On June 10, 2004, Electro Energy, Inc. (the “Company”) (formerly MCG Diversified, Inc.) replaced Randall N. Drake, C.P.A. as its independent accountant. Randall N. Drake, C.P.A. had been previously engaged as the principal accountant to audit the Company’s financial statements. The reason for the replacement of Randall N. Drake, C.P.A. was that a subsidiary of the Company recently merged with and into a Delaware corporation of the same name as the Company, Electro Energy, Inc. (hereinafter referred to as EEI (DE)), with the stockholders of EEI (DE) owning a majority of the outstanding shares of common stock of the Company immediately following the merger. EEI (DE) is the primary business unit of the Company, and the current independent accountant of EEI (DE) is the firm of Marcum & Kliegman LLP. The Company believes that it is in its best interests to have Marcum & Kliegman continue to work with the EEI (DE) business, and the Company therefore retained Marcum & Kliegman as its new independent accountant on June 10, 2004. Marcum & Kliegman is located at 655 Third Avenue, 16th Floor, New York, New York 10017.

The reports of Randall N. Drake, C.P.A. on the Company’s financial statements for the past two years contained no adverse opinion or disclaimer of opinion were not qualified or modified as to uncertainty, audit scope or accounting principles.

The decision to change accountants was approved by the Audit Committee of the Company’s Board of Directors.

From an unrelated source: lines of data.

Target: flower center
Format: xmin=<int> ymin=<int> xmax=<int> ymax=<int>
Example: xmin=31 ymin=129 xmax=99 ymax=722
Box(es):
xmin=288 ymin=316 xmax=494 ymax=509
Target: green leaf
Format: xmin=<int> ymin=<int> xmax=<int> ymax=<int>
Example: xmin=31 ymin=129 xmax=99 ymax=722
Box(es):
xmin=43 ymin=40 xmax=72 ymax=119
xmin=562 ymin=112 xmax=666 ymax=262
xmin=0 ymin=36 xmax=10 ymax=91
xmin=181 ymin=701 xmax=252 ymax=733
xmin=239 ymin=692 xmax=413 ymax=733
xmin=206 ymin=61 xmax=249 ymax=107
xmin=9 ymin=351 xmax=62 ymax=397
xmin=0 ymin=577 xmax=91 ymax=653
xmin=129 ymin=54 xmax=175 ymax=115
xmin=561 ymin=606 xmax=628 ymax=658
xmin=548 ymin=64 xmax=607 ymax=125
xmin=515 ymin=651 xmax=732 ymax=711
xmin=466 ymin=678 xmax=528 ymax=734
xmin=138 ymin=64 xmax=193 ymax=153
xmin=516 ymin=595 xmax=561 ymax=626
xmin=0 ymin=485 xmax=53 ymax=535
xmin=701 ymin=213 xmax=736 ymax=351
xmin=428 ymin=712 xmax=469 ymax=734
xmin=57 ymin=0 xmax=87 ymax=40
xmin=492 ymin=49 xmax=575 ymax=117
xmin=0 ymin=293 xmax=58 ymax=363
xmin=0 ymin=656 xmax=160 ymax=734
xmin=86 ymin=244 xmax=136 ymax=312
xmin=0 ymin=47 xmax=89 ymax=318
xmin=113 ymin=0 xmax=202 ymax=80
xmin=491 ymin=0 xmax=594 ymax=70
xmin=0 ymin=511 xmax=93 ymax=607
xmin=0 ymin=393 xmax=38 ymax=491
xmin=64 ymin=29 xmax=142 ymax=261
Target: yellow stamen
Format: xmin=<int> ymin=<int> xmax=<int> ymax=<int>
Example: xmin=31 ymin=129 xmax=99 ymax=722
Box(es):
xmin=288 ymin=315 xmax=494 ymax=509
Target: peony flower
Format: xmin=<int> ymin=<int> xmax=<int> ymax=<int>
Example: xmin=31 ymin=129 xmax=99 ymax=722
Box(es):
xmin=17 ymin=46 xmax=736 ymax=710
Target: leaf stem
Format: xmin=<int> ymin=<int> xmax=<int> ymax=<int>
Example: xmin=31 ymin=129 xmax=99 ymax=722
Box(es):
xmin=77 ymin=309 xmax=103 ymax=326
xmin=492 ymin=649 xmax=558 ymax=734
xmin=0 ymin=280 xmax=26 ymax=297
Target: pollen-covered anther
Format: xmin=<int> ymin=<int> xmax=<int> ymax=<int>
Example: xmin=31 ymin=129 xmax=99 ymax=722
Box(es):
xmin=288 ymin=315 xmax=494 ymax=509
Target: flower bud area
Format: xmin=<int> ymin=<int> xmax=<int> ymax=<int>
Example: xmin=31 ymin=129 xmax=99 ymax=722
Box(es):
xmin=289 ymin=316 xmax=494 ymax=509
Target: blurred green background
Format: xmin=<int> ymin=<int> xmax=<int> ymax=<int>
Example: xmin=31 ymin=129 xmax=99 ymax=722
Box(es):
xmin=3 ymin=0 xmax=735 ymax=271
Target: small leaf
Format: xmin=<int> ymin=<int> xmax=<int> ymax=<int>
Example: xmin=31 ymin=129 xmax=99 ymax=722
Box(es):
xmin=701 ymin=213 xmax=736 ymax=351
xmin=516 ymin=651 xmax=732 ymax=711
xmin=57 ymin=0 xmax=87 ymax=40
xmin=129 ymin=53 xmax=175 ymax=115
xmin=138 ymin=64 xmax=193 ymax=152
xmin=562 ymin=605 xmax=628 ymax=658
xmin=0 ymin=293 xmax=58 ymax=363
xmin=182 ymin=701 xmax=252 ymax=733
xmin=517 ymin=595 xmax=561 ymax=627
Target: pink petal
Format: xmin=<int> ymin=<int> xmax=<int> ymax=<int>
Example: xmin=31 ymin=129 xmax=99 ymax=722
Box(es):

During the Company’s two most recent fiscal years, and the subsequent interim periods, prior to June 10, 2004, there were no disagreements with Randall N. Drake, C.P.A. on any matter of accounting principles or practices, financial statement disclosure, or auditing scope or procedure which, if not resolved to the satisfaction of Randall N. Drake, C.P.A. , would have caused it to make reference to the matter in connection with its reports. There were no “reportable events” as that term is described in Item 304(a)(1)(v) of Regulation S-K.

As of June 10, 2004, Marcum & Kliegman was engaged as the Company’s new independent public accountants. The appointment of Marcum & Kliegman was recommended and approved by the Audit Committee of the Company’s Board of Directors. During the Company’s two most recent fiscal years, and the subsequent interim periods, prior to June 10, 2004, the Company did not consult Marcum & Kliegman regarding either: (i) the application of accounting principles to a specified transaction, completed or proposed, or the type of audit opinion that might be rendered on the Company’s financial statements, or (ii) any matter that was either the subject of a disagreement as defined in Item 304(a)(1)(iv) of Regulation S-K or a reportable event as described in Item 304(a)(1)(v) of Regulation S-K.

The Company has provided Randall N. Drake, C.P.A. with a copy of this Report and has requested Randall N. Drake, C.P.A. to furnish the Company with a letter addressed to the U.S. Securities and Exchange Commission stating whether Randall N. Drake, C.P.A. agrees with the statements made above and, if not, to state the respects in which it does not agree with such statements. A copy of the letter from Randall N. Drake, C.P.A. dated June 17, 2004 is attached hereto as Exhibit 16.1.